She was a good woman, and she never failed to fill our table, even when we saw it as empty.
I must have been 11, my older sister 13, when we came to the dinner table one evening around this time of year and saw what my mother had placed in the middle. A spindly plastic replica of a single-stemmed poinsettia. It wobbled up from a gold-colored cup in a fashion that aspired to “modern” but that to our newly cynical senses screamed “cheap,” “fake” and “funny.” We gasped, even laughed. I remember because it’s hard to forget the first time you laugh outright at your mother, taking up a cruel sport that can take some time to put down. It would color much of what I perceived of her in the years that followed – until I became a mother myself, until I felt the tender wounds in my heart from the way I had once ridiculed and rebuked her.
I remember this now because it’s Christmas, and I’ve trimmed the Christmas tree. I did it by myself and I did it for myself. I did it for the mother in me.
Growing up, ours was a cramped house, made smaller by three kids, a piano, a few dogs, a hamster, my father’s wrathful silence or rage, and then the irreversible sadness of isolation and illness. Looking back, I’m not sure how there was ever room for my mother’s aspiration or sweet sentiments. She made what room she could find on the table, in a $2 holiday centerpiece from Thrifty Drug Store. I think I know why.
I decorated the tree with the same trimmings I’ve used for 15 years. They are not fancy, and less so with the time that keeps fraying them. Baby’s first ornaments, a child’s paper plate angel, dimestore garlands, souvenirs from the years that are now lost to me. It is a beautiful tree this year. It is the most beautiful I’ve ever seen. It makes me cry.

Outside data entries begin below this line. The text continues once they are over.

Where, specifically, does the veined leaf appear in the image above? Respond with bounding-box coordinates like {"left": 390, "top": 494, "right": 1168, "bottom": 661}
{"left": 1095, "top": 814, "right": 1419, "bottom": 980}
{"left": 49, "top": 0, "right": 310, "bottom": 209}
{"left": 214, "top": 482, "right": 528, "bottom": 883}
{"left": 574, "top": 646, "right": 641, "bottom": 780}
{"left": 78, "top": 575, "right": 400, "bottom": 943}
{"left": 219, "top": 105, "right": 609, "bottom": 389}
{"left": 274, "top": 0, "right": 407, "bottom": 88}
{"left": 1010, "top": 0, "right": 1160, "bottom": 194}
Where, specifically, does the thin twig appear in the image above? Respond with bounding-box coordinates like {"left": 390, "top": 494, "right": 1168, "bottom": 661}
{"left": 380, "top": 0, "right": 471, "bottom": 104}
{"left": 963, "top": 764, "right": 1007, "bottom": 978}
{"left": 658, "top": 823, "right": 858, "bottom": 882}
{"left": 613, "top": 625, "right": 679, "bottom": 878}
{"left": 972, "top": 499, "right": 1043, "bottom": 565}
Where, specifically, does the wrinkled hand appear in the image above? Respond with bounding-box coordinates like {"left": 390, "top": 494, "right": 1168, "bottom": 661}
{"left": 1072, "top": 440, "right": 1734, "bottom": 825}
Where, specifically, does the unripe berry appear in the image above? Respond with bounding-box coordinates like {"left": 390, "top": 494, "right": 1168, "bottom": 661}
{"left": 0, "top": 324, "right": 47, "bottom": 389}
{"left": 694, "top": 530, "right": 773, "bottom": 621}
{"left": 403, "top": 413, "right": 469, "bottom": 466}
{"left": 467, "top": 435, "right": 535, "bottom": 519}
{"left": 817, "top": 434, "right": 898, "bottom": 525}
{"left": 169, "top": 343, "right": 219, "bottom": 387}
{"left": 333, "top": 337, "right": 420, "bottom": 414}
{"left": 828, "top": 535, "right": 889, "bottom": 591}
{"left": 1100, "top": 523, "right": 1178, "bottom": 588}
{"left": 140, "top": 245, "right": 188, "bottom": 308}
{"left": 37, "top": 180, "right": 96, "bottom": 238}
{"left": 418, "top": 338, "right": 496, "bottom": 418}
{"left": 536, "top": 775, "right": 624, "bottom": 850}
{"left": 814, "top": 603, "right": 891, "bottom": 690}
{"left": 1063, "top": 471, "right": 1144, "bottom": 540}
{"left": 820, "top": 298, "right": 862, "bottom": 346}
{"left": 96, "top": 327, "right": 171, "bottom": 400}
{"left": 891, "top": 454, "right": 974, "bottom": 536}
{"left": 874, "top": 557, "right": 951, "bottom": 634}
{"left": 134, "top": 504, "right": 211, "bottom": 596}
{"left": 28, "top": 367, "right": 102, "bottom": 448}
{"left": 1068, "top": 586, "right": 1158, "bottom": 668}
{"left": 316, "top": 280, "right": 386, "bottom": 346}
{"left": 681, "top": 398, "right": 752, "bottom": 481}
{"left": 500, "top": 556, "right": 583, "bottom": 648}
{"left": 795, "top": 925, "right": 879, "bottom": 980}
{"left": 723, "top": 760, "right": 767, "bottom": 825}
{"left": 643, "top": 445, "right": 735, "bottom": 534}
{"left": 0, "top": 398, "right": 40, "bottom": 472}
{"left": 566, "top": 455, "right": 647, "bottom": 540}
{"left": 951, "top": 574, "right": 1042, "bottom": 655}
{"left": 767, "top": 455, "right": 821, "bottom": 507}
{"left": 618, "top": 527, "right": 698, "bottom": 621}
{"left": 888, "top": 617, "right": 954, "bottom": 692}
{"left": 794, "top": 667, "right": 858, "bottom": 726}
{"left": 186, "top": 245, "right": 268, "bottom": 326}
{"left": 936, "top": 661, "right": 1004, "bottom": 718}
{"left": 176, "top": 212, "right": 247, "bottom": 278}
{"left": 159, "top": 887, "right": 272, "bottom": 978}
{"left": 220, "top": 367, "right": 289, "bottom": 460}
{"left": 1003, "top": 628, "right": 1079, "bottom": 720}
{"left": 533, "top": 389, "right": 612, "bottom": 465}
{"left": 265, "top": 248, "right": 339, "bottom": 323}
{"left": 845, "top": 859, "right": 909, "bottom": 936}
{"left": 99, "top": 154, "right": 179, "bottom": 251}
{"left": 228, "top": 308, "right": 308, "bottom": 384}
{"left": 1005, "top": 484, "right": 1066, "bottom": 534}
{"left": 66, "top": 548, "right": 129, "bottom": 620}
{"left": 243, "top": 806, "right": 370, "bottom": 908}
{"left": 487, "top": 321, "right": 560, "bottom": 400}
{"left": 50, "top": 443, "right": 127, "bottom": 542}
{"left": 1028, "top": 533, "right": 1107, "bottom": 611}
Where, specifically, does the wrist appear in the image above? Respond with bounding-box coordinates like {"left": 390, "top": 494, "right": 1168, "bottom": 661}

I am an old enough now. I have an 11-year-old doing and saying and thinking what she must. And so I keep company with the woman who knew these things all along. It’s the flimsiness that holds the fullness; it’s the fake that depicts the real. I share sweet sentiments with the one who gave me all my gifts, and has waited so long for me to respond in kind.
I miss my mother. I’ll have her with me forever.